Professor Laurence Roth, the author of the scholarly study, Inspecting Jews: American Jewish Detective Stories, doesn’t feature any real Jewish detectives in his book, but rather Jewish writers such as Stuart Kaminsky, Faye Kellerman and Harry Kemelman.
“Most of the books I wrote about in Inspecting Jews are concerned with the Holocaust, Jewish pasts, and what it means for Jews to have power.” Like every other ethnic group Jews abuse power once they have. While Professor Roth doesn’t think that there’s a great Jewish detective novel, he likes the work of Jonathan Dunsky, an Israeli author who created the Adam Lapid series of mystery novels in the hard-boiled vein.
Roth also admires the work of Rochelle Krich, who was born in Germany in 1947, the child of Holocaust survivors, reared in the U.S. and a teacher at Yeshiva University, a private high school in L.A. Readers of Krich’s fiction don't learn that her LAPD detective, Jessica Drake, is Jewish until Angel of Death (1994), the second book in the series. “Krich’s books are classics,” Roth says. “They will last.”
Perhaps they will. But I don’t like the real LAPD or fictional detectives who work for the department. Sam Spade and Philip Marlowe are private eyes, unaffiliated with any government agency or institution. Detectives at police departments usually protect the established order and seek convictions, often at any price, as shown in the book and movie, L.A. Confidential, which features corrupt cops as violent as any criminals. One of the characters is based on the real Mickey Cohen who was born good but became a gangster and died in his sleep in 1976.

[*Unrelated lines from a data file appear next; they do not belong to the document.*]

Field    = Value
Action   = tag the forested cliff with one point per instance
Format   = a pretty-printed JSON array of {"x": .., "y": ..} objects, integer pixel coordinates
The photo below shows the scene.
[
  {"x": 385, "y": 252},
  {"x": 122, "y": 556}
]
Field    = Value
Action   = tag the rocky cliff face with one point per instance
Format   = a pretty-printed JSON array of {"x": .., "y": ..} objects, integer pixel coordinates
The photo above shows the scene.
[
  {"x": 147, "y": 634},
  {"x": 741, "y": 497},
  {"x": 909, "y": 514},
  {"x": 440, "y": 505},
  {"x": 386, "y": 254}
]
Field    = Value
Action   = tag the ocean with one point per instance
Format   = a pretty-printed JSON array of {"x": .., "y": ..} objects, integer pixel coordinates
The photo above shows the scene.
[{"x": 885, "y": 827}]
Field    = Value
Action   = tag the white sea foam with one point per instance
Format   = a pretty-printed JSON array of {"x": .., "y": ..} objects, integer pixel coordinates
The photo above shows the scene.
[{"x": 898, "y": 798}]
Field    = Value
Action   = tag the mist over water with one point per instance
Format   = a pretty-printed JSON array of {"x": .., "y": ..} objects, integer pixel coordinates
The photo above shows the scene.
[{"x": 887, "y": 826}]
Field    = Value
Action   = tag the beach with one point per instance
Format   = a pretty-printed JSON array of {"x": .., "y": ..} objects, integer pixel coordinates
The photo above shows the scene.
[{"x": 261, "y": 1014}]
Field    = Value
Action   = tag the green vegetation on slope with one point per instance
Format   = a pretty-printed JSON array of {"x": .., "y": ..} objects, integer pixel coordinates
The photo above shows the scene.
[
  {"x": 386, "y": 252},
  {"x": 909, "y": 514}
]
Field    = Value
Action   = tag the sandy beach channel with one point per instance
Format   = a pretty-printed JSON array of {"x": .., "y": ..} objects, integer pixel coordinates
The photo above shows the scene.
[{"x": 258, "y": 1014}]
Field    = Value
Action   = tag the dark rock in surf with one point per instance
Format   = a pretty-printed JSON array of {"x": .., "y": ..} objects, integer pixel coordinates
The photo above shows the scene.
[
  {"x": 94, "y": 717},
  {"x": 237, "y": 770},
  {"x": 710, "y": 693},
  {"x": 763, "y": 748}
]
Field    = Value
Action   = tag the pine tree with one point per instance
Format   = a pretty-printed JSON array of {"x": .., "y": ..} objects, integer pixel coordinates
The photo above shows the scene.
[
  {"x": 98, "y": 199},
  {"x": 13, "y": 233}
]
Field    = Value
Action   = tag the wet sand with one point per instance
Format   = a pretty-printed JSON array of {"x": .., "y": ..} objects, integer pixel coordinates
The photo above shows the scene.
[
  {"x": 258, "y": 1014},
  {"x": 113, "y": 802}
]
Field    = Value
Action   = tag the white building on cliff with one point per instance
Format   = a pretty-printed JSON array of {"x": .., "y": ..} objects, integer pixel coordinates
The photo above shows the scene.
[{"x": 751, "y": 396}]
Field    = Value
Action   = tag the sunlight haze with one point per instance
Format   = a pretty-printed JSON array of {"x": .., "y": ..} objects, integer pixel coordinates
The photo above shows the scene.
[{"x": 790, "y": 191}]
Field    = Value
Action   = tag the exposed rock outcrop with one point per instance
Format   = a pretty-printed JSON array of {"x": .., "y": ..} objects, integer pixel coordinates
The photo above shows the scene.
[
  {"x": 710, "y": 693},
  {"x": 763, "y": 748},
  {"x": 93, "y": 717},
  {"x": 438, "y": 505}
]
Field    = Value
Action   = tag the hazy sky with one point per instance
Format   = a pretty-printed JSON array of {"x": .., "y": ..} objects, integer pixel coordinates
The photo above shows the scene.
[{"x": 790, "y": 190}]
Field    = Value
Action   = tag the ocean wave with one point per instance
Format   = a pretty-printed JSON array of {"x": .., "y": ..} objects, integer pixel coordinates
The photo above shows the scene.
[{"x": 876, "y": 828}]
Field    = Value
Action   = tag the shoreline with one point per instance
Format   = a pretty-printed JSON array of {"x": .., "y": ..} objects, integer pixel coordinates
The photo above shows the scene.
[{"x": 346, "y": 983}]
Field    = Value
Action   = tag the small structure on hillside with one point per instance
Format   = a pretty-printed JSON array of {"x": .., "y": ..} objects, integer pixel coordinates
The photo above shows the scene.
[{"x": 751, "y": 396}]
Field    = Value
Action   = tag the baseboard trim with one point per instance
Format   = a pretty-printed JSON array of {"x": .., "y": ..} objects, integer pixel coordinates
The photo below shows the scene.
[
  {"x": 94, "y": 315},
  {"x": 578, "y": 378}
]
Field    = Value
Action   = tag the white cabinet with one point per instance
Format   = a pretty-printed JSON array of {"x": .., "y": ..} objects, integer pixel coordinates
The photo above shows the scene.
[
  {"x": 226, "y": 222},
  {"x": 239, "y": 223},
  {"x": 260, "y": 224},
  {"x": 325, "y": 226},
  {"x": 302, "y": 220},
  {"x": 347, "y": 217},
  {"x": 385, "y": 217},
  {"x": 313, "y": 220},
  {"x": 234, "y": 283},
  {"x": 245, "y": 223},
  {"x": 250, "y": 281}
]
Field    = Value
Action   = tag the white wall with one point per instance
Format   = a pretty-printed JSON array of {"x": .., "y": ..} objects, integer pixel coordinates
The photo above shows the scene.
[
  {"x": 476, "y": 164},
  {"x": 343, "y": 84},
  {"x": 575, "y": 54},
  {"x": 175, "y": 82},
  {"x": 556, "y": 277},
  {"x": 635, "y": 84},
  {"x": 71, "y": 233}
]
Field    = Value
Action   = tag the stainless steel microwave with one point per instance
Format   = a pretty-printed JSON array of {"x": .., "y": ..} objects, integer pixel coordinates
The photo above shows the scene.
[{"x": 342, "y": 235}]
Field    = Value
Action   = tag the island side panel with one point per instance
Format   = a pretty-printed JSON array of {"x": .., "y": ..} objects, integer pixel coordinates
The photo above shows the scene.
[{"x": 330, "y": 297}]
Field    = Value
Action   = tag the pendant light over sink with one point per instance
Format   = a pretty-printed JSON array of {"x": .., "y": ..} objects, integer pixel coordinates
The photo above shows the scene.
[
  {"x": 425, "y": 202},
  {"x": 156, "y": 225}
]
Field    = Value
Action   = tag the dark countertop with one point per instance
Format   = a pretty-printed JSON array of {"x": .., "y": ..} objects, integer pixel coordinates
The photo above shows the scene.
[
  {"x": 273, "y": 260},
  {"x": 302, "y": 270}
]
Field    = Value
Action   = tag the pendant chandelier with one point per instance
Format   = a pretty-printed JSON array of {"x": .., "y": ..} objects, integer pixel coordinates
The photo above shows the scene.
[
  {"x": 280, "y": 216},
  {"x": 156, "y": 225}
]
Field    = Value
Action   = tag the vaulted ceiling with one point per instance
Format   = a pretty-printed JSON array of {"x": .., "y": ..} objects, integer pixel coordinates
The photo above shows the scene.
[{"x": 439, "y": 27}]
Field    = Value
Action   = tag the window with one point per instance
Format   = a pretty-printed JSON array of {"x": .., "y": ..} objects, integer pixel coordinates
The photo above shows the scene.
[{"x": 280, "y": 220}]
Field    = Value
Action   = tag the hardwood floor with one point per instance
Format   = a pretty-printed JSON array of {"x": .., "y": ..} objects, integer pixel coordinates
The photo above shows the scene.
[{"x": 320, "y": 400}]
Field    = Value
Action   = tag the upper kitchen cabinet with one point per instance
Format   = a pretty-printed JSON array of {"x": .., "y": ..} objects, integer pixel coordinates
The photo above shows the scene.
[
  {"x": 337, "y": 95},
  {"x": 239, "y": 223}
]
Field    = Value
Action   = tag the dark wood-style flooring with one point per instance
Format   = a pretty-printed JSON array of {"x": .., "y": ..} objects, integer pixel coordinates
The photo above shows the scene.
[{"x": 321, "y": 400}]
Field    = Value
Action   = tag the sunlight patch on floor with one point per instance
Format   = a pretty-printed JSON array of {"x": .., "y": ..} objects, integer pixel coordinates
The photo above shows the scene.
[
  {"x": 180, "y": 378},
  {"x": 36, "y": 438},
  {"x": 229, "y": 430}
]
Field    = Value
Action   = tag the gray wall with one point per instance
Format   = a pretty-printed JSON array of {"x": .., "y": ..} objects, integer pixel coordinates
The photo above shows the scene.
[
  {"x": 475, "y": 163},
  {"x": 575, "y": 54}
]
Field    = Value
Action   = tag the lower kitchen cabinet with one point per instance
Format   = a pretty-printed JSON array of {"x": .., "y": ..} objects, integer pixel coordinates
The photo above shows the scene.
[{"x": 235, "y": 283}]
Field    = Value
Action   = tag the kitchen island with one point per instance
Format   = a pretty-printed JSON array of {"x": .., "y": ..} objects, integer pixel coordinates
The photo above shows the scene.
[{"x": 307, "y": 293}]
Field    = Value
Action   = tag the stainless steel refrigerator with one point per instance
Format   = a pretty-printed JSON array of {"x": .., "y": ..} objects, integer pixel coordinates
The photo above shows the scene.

Crime fiction tells truths that don’t make the mass media, which rarely explains why crimes are committed, though the who, what, where, when and how can be found in the lead. Journalists abhor mysteries. Detective story writers love them. And don’t forget that at the start of The Godfather, Mario Puzo quotes Balzac who said, “Behind every great fortune lies a great crime.”